Hi all,
I’m working on a Bayesian ordinal regression model using brms to estimate coral bleaching severity levels (4 categories: None, Mild, Moderate, Severe) based on thermal stress.
My data consists of two subsets depending on their timing relative to the heat stress peak:
1. Pre-peak subset:
Bleaching reports recorded before the peak. Severity is modeled as a function of DHW (degree heating weeks):
SEVERITY_CODE ~ s(DHW, k = 10) + (1 | LOCATION)
2. Post-peak subset:
Reports recorded after the peak. Here, severity is modeled as a 2D smooth of MAX_ANNUAL_DHW (the maximum DHW of the year) and DAYS_FROM_MAX_DHW (the number of days since the DHW peak):
SEVERITY_CODE ~ t2(MAX_ANNUAL_DHW, DAYS_FROM_MAX_DHW) + (1 | LOCATION)

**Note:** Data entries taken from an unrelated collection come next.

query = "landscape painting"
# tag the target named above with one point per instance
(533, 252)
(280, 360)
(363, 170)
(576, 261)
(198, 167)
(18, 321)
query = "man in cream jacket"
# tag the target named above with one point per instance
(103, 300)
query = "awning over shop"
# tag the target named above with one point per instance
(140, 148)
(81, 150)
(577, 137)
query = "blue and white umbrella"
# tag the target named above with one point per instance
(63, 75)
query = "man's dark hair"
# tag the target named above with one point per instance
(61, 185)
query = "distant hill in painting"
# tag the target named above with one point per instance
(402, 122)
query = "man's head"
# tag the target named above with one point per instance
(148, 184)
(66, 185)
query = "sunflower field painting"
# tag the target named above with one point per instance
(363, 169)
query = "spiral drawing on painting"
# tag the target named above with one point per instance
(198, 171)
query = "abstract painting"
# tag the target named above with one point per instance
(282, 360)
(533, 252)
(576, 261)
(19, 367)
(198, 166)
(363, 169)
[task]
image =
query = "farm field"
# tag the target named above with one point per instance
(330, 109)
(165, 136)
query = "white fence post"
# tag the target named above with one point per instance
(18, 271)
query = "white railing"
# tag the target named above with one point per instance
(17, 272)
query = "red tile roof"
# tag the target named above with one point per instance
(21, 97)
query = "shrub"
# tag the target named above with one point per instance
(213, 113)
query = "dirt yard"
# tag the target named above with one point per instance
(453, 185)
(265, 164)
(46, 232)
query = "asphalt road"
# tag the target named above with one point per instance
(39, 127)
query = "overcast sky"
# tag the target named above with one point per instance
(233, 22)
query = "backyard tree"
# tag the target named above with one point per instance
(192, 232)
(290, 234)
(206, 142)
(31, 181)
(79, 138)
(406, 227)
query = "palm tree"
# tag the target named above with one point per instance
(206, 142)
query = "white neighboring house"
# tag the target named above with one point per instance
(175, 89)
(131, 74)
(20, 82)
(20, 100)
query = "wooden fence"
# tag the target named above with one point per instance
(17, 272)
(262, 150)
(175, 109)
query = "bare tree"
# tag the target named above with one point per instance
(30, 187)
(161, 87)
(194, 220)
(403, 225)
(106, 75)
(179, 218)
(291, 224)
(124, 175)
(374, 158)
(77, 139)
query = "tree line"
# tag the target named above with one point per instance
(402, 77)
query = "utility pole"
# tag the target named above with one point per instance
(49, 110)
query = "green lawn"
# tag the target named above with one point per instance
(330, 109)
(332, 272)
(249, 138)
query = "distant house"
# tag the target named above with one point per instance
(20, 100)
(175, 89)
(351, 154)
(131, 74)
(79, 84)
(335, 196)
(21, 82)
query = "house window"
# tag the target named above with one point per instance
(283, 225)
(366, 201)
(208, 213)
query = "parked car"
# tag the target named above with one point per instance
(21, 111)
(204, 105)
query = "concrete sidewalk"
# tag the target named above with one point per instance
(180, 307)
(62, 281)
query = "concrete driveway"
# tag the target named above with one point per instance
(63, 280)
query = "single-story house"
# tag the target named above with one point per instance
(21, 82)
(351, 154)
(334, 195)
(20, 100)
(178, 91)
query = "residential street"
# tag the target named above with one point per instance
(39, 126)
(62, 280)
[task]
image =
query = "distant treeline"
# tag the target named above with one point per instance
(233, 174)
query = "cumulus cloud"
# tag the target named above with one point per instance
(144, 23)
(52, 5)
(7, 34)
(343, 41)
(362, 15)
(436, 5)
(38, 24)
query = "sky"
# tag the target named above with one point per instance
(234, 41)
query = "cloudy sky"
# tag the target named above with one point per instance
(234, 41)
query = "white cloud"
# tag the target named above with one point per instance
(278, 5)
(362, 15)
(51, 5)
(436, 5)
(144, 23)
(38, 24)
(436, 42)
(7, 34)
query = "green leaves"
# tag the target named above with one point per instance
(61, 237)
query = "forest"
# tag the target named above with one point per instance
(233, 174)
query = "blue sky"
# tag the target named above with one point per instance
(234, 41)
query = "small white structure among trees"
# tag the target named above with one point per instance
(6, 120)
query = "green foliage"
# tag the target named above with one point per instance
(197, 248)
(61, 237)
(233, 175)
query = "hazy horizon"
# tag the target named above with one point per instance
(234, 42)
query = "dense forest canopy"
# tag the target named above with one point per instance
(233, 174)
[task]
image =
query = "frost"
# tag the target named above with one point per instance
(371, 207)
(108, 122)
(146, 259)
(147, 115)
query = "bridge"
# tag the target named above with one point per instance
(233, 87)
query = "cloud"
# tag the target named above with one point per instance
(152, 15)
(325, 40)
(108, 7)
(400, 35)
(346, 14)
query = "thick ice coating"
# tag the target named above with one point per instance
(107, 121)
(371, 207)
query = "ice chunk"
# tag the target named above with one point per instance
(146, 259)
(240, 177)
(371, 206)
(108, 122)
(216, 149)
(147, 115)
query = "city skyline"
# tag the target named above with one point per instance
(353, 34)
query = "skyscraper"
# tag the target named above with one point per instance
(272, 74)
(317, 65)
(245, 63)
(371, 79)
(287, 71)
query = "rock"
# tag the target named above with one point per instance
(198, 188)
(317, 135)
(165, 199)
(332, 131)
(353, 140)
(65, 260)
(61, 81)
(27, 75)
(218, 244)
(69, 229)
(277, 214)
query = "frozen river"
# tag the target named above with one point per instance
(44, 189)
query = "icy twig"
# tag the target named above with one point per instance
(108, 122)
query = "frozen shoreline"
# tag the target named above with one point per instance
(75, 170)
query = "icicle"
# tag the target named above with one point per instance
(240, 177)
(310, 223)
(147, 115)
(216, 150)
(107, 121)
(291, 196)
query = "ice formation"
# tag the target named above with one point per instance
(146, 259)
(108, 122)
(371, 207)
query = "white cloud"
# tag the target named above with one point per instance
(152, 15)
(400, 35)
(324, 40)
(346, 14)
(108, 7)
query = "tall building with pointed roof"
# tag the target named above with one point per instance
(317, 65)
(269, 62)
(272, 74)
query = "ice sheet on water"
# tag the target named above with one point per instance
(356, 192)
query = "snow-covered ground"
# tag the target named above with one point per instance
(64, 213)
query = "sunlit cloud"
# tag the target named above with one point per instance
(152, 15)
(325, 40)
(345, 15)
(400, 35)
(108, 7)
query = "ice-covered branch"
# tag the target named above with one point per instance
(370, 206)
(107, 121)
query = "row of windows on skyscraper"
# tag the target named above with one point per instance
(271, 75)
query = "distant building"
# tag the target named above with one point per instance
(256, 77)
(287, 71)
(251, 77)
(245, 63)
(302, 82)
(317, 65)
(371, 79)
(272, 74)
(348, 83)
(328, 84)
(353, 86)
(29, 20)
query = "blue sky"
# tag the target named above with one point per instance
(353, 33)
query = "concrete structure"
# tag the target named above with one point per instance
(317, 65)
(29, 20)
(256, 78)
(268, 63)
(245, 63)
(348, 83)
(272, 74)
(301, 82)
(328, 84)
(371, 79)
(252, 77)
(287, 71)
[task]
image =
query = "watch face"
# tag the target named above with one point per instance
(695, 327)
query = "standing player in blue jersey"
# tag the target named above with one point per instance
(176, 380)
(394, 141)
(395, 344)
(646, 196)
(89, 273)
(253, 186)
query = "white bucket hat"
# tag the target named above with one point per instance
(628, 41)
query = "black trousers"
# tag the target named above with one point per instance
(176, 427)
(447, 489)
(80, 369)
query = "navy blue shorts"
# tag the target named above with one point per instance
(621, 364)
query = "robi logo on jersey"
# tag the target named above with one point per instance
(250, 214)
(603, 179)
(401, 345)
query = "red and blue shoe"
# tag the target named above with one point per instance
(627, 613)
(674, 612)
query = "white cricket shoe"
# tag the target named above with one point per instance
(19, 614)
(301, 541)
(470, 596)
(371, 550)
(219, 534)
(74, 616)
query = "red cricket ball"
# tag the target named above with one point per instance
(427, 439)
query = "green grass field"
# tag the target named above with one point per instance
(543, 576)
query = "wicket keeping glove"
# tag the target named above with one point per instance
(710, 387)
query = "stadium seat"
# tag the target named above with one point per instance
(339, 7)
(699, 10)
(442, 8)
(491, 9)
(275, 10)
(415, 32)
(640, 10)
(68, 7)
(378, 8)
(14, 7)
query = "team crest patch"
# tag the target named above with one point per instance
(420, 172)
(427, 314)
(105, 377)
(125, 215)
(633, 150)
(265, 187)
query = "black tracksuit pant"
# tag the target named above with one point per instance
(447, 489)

These are two different models with non-overlapping predictor spaces. However, I would expect their predictions to align at the transition point, specifically when DAYS_FROM_MAX_DHW = 0, where post-peak conditions are essentially equivalent to those just before the peak (i.e., similar severity predictions in the pre-peak and post-peak models for MAX_ANNUAL_DHW = DHW). However, this is not always the case in the model outputs. This mismatch likely arises because:
- The pre-peak model is fit on more data concentrated around observed DHW values
- The post-peak model spreads its data thin across a 2D predictor space, making DAYS_FROM_MAX_DHW = 0 potentially underrepresented or noisier.
From an ecological standpoint, bleaching severity at DAYS_FROM_MAX_DHW = 0 (i.e., at peak heat stress) is a critical point of comparison across studies. Inconsistencies between the two models here undermine our ability to interpret severity transitions reliably and compare predictions across the entire heat stress trajectory.
How can I best ensure continuity between predictions from these two models around DAYS_FROM_MAX_DHW = 0, when DHW (pre-peak model) = MAX_ANNUAL_DHW (post-peak model) ?
Is there a better modeling framework or workaround to reconcile two different predictor spaces while maintaining ecological coherence in the outputs?
Any guidance - conceptual, statistical, or coding - would be incredibly helpful.
Thanks so much in advance!
Virginie